AuntieBubbs wrote:Maybe 4 bad spells in a month? I don't know, it's very interesting!
I think I've hit 15 in a month before, but it's been a long time. I've gone through 2 scrips in a month, and a scrip for me is 9 pills, so 18 total.
I'm right at or just under 9 a month now, and happy with that.

I am around the 9 too AB and have stopped worrying about it.
As the GP said today....do they help? Yes they do, and still well under the 12 the neuro happily gave me.

Well then perhaps it's just my brain damaged neuro... I do seriously wonder about him sometimes (like how he manages to tie his shoes without hurting himself). My script is for 8 a month and I don't usually use them all - when they don't really work I use them for only when I have to function or I'm going to go mad from the M driving me crazy. He made it sound like he really doesn't want me using more than 4 in a month but that things happen.

Guess I'll just ignore him but if I do reach the point where I'm using 8, might be a good reason to discuss the stadol.

hi, heelerlady

just me your "neighbor" saying hi. i wonder if your neuro, was once my neuro. also i would be glad to pm you about some of your meds, that we have in common, i do not want to mention drs. names or med. faciilities unless we pm,

some meds are hard to get in this area depending on your health care provider,

have a bad headache today. took 2 maxalt yesterday. did not feel human till 6:00 pm. too bad i had my physical and was weepy and acting so stupid. migraine brain!

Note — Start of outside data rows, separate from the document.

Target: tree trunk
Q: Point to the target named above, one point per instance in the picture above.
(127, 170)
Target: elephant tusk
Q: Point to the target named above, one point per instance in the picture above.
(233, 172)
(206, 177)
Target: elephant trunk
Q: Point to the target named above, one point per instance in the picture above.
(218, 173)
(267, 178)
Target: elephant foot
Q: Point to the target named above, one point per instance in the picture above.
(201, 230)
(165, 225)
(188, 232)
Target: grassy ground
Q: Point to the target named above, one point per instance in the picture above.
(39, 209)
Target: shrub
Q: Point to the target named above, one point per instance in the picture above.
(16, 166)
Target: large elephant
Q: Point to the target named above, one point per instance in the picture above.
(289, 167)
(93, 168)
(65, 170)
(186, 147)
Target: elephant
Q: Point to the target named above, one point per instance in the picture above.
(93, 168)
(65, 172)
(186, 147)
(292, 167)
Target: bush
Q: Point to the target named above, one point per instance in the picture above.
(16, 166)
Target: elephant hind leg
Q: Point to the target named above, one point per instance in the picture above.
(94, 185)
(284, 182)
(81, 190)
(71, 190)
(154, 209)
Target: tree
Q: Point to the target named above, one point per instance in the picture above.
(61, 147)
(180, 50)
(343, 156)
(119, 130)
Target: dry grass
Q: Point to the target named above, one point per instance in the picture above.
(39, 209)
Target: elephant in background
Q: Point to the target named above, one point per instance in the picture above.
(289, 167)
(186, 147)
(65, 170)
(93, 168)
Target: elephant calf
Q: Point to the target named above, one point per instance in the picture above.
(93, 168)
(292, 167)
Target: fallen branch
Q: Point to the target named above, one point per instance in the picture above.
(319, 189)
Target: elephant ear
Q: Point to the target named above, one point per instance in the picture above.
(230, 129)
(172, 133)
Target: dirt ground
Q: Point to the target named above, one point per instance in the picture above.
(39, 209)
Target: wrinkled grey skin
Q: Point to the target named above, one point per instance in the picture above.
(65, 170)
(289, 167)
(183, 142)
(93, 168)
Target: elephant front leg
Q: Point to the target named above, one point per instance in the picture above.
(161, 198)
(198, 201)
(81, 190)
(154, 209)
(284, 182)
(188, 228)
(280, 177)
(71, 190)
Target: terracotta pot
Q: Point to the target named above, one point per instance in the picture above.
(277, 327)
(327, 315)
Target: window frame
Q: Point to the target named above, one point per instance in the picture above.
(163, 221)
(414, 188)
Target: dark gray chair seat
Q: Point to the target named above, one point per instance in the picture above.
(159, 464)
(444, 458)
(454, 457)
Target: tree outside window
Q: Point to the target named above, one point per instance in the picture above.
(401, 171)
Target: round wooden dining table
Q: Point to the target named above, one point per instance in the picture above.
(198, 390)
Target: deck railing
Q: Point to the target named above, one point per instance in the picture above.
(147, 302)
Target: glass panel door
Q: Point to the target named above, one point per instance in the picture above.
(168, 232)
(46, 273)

i just started reading two books, one by teri robert "living well with migraine disease and headaches" and dr. david buchholz "heal your headaches"

although i have been sick for 19 yrs. , i am trying to re-educate myself.

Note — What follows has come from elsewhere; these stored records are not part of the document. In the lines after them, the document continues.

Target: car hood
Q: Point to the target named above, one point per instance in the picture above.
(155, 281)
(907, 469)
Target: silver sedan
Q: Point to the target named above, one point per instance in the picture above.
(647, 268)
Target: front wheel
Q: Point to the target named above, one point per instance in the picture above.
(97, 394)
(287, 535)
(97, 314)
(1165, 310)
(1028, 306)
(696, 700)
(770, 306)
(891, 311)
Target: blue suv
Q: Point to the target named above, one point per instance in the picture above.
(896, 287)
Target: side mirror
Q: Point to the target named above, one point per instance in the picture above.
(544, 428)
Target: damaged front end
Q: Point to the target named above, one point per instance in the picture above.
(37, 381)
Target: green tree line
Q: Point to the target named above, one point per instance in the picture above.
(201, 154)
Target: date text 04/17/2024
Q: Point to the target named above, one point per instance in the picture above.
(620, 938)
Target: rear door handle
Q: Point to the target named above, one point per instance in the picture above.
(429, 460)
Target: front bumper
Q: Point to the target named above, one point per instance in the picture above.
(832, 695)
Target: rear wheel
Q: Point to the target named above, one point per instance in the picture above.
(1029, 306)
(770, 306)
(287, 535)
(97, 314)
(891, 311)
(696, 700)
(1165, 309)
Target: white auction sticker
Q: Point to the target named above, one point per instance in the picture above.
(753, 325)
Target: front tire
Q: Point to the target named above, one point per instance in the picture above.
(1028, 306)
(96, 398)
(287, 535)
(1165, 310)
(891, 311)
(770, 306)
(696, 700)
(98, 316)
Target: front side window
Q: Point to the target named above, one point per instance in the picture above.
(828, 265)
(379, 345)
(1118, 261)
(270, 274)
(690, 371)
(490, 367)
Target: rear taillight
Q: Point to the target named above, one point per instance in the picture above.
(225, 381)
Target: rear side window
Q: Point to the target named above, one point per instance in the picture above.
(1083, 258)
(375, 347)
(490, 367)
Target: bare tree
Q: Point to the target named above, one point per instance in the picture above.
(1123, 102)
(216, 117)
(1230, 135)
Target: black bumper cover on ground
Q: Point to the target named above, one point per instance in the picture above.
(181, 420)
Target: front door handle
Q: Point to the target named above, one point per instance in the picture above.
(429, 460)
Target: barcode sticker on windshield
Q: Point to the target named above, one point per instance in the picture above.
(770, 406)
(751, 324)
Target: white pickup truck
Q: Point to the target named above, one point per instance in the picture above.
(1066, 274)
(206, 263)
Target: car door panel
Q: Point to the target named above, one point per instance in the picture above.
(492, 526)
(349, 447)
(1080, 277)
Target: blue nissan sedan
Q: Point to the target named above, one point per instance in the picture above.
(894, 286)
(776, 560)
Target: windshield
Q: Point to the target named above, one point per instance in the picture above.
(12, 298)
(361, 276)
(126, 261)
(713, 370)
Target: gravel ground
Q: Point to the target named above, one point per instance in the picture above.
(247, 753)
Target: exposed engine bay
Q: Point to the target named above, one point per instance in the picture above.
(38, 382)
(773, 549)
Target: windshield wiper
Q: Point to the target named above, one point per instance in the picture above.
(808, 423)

until AB mentioned about diluting stadol i never heard of that before.

anyways these books have a lot of info., on the very stuff we talk about here. i am finding them useful.

hope you had fun that weekend in ?lacrosse?

rose

Hi Rose,

I did have a good time in LaCrosse. Always fun and never a dull moment.

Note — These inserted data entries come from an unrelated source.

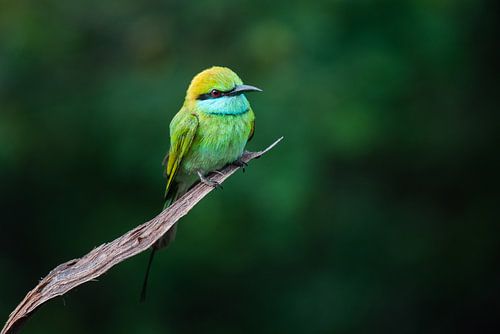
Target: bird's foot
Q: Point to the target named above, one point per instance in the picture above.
(208, 182)
(218, 172)
(240, 163)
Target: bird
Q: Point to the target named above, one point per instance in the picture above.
(211, 130)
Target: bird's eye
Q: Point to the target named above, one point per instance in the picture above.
(215, 93)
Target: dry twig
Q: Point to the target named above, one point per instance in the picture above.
(73, 273)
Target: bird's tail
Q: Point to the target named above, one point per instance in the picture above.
(171, 195)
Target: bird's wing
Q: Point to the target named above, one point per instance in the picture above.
(182, 133)
(252, 130)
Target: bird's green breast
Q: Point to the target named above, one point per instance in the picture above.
(220, 139)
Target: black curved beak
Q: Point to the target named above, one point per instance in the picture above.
(240, 89)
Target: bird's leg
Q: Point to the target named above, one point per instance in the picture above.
(218, 172)
(240, 163)
(208, 182)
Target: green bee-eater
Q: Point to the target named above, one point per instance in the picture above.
(210, 131)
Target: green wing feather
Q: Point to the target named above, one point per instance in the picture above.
(182, 133)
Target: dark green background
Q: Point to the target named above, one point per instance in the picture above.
(377, 213)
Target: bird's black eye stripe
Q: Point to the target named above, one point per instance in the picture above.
(208, 95)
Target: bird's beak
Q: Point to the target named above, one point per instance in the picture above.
(240, 89)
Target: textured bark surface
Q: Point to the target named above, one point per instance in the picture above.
(73, 273)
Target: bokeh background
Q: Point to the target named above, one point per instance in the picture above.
(377, 213)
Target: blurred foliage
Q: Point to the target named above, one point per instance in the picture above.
(378, 213)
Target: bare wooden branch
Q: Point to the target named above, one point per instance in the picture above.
(71, 274)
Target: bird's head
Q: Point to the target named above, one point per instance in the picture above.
(218, 90)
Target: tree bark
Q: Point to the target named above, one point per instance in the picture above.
(73, 273)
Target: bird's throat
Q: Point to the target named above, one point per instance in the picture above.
(226, 105)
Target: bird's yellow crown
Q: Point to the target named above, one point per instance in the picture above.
(216, 77)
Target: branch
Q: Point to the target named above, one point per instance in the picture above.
(71, 274)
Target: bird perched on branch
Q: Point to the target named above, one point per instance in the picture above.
(210, 131)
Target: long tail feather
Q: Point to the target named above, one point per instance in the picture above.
(171, 195)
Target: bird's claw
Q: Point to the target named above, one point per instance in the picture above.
(208, 182)
(240, 163)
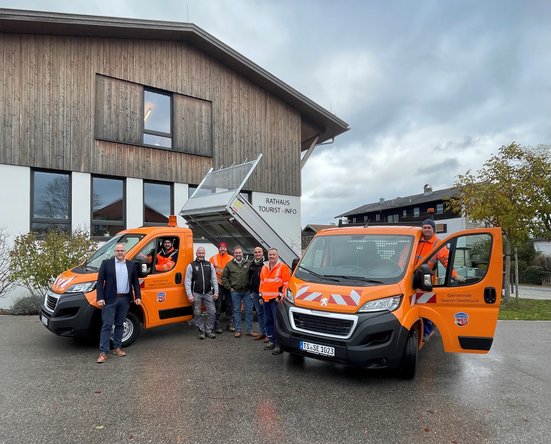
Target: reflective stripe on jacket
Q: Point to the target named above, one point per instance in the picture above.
(274, 281)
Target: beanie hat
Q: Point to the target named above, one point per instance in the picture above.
(431, 223)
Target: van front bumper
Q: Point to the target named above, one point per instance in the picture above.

I'll send you a pm on the doctor info.

Becky

Becky, I just got a call from Madison. They had a cancellation for Dr. S, and we are going on Monday (as opposed to waiting until July 20 to see her).

Cheryl

Great news Cheryl! Glad you got in much sooner than July.

Becky

HL, 'tis true, some nueros are cracked

But the variation in number could actually be a variation in the nueros' preferred triptan to prescribe. I noticed that when switching nuerologists a while back. My 1st neuro thought more than 9 migraines in a month was excessive - but what a coincidence, imitrex comes in packages of 9 and imitrex was what he tried first with me. He tried all the others but we always came back to imitrex. Both the 50mg and the 100mg came 9 to a package, generic and brand. (I haven't tried generic 50mg, though, to be honest, just 100). I kind of got the impression that imitrex was his triptan of choice, though, from how he talked, so that one would be what he was most familiar with.

The only other triptans I stick with long enough to remember how they're packaged are relpax - my package had 6 in it, but other mg's could have more or less - and maxalt, and I think maxalt had 6? To be honest, I tried maxalt so long ago I don't recall, but when I was prescribed maxalt, it came individually wrapped in little foil-like envelopes, and those came 6 in a little box. Very neat It might still be packaged thus.

Wouldn't it be curious if the nuerologists' opinions about what is excessive as far as number of migraines in a month are subliminally formed by the packaging of the medications they prescribe the most of? Specifically the triptans they prefer to prescribe? Like, my dr. prescribes imitrex more often than any other, so he thinks anything more than 9 is too many? And someone who's dr. prescribes relpax more often than any other might think that more than 6 is too many? Not that they do it on purpose, but that they do it subconsciously? That's kind of wild.

As an aside, that was my experience with my 1st nuero. I was his patient for almost 10 years. I didn't stay with the 2nd dr. long enough, and I'm on the 3rd dr. now. He's more flexible; I asked him to write a month's scrip as 2 boxes of imitrex - 18 pills - and he did. But it's still an interesting theory.